КЛЭР: Священник заканчивает проповедь, в которой говорится о мире на земле. Папа наклоняется через Шерон и Марка и шепчет:
– Твой друг болен?
– Да, – шепчу я в ответ. – У него головные боли, и иногда его тошнит.
– Может, мне пойти посмотреть, как он там?
– Нет! С ним все будет в порядке.
Кажется, я его не убедила, но он остается на месте. Священник благословляет небесные силы. Я пытаюсь подавить желание выбежать и самой найти Генри. Первые два ряда встают для причащения. Алисия играет сюиту Баха номер два для виолончели. Она грустна и прекрасна. Вернись, Генри. Вернись.

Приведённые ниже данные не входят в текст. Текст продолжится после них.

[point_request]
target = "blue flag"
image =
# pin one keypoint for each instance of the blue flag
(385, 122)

ГЕНРИ: Я в своей квартире в Чикаго. Темно, я стою на коленях посреди гостиной. Поднимаюсь, пошатываясь, и ударяюсь локтем о книжные полки. Черт! Поверить не могу. Я даже одного дня с семьей Клэр не выдержал, и меня засосало и выплюнуло в собственную чертову квартиру, как чертов мячик…

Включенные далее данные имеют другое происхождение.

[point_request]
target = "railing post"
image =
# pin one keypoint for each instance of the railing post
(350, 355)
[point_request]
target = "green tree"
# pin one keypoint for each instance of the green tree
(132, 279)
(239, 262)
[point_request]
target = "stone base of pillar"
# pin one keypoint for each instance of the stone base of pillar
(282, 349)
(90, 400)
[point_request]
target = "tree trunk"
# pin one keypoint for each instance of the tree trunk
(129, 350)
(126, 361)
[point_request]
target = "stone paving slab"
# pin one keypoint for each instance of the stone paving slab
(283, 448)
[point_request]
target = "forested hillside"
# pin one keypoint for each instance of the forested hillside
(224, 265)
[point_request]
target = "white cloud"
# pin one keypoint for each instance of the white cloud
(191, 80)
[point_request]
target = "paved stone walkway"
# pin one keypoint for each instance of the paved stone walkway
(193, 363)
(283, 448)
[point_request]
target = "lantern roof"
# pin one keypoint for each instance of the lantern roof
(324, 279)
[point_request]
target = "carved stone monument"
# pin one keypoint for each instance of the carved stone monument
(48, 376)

– Эй. – Я поворачиваюсь – и вот он я, сижу сонный на кровати.
– Какое число? – требую я.
– Двадцать восьмое декабря девятьсот девяносто первого года.
Четыре дня вперед.
– Это невыносимо, – говорю я, плюхаясь на кровать.
– Успокойся. Через несколько минут ты вернешься. Никто не заметит. Все остальное пройдет без сучка, без задоринки.
– Правда?
– Правда. Хватит ныть, – говорит второй я, идеально подражая тону отца.
Мне хочется избить его, но зачем? Вдалеке играет музыка.
– Это Бах?
– Что? А, это в твоей голове. Это Алисия.
– Так странно.
О! Я бегу в ванную и почти успеваю.
КЛЭР: Почти все уже причастились, когда из двери появляется Генри, немного бледный, но идет сам. Возвращается обратно к центральному проходу и втискивается рядом со мной.
– Месса закончена, идите с миром, – говорит отец Комптон.
– Аминь,– отвечаем мы.
Мальчики у алтаря собираются, как косяк рыб, вокруг отца, и они торжественно идут по проходу; мы выходим следом. Я слышу, как Шерон спрашивает Генри, все ли в порядке, но не разбираю его ответа, потому что Хелен и Рут нас перехватывают, и я представляю им Генри.
– Но мы же встречались раньше! – хлопает глазами Хелен.
Генри встревоженно смотрит на меня. Я качаю головой, Хелен хитро улыбается.
– Ну, может, и нет. Приятно познакомиться… Генри.
Рут застенчиво протягивает Генри руку.
К моему удивлению, он пожимает ее и говорит:
– Привет, Рут, – прежде чем я успеваю их познакомить.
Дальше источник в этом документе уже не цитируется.